The rule, which requires civilian helicopters to use the route when flying along the North Shore, was initially pitched in 2008 as a solution to helicopter noise along the North Shore. It was made mandatory by the FAA in 2012.
Pilots flying the route must fly one mile offshore at 2,500 feet, which has provided some relief in points west, but has become a constant source of consternation for North Forkers and residents of Noyac, Sag Harbor and the Northwest Woods in East Hampton, because pilots using the route must cross the North Fork on their final approach to East Hampton Airport.
“The extension allows current operations to continue while the agency further assesses proposed route modifications and voluntary operating agreements during the extension,” said the FAA in its Aug. 4 announcement of the extension. “One example is the Eastern Region Helicopter Council’s agreement to fly a set of noise abatement procedures suggested by the airport, surrounding communities and elected officials to reduce noise in communities on Long Island. The procedures allow helicopter operators to fly around Orient Point on the North Shore and over the water along the South Shore.”

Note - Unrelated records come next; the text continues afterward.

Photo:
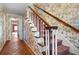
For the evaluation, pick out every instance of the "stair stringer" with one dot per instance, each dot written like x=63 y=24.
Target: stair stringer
x=66 y=42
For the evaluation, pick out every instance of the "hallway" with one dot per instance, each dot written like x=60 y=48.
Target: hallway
x=16 y=47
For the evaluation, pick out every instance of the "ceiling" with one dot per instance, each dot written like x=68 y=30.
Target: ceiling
x=15 y=8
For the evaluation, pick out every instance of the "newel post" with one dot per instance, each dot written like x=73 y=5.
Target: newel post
x=51 y=40
x=54 y=40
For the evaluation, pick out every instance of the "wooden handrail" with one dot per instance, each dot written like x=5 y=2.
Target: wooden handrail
x=48 y=25
x=63 y=22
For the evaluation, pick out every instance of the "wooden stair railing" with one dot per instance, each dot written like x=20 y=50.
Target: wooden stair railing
x=63 y=22
x=45 y=30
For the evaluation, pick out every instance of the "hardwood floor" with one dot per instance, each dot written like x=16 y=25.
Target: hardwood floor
x=16 y=47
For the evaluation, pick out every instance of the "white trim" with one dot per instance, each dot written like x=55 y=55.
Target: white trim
x=30 y=48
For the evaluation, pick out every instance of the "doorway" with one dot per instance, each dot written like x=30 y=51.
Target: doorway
x=15 y=30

Congressman Lee Zeldin has been working with other elected leaders to tweak the route since he took office in 2014.
“Summer after summer, North Fork residents’ quality of life has suffered due to the persistent issue of helicopter noise on the East End,” said Mr. Zeldin when the extension was announced. “Since coming to Congress, I’ve fought for an all-water route and alternatives that mitigate noise impact on residents. We have continued to make measurable progress in delivering for North Fork residents.”
Mr. Zeldin was able to get a legislative proposal to require the FAA to reevaluate the route included in the FAA Reauthorization Act of 2018.
During a public comment period on the route in 2018, the FAA received more than 300 comments, many from North Forkers opposed to the extension of the route.
The Eastern Region Helicopter Council, an association of helicopter companies, have agreed to urge their pilot members to fly at least one mile offshore at an altitude of 3,500 feet around Orient, and at an altitude of 3,500 feed at least a half mile offshore over the Atlantic Ocean.
Deviations from this route are allowed for safety and weather reasons.
Mr. Zeldin also cosponsored legislation in July, along with Long Island representatives Tom Suozzi, Peter King and Kathleen Rice to require helicopters go around Plum Island instead of Orient. The bill, H.R. 7730, has been referred to the house subcommittee on aviation.
“The extension of the North Shore Route coupled with this agreement will help ensure helicopters utilize these Eastern Region Helicopter Council routes which direct helicopters around the North Fork, instead of freely transitioning over the North Fork,” said Mr. Zeldin. “It is imperative that Eastern Region Helicopter Council continues to abide by this most recent agreement.”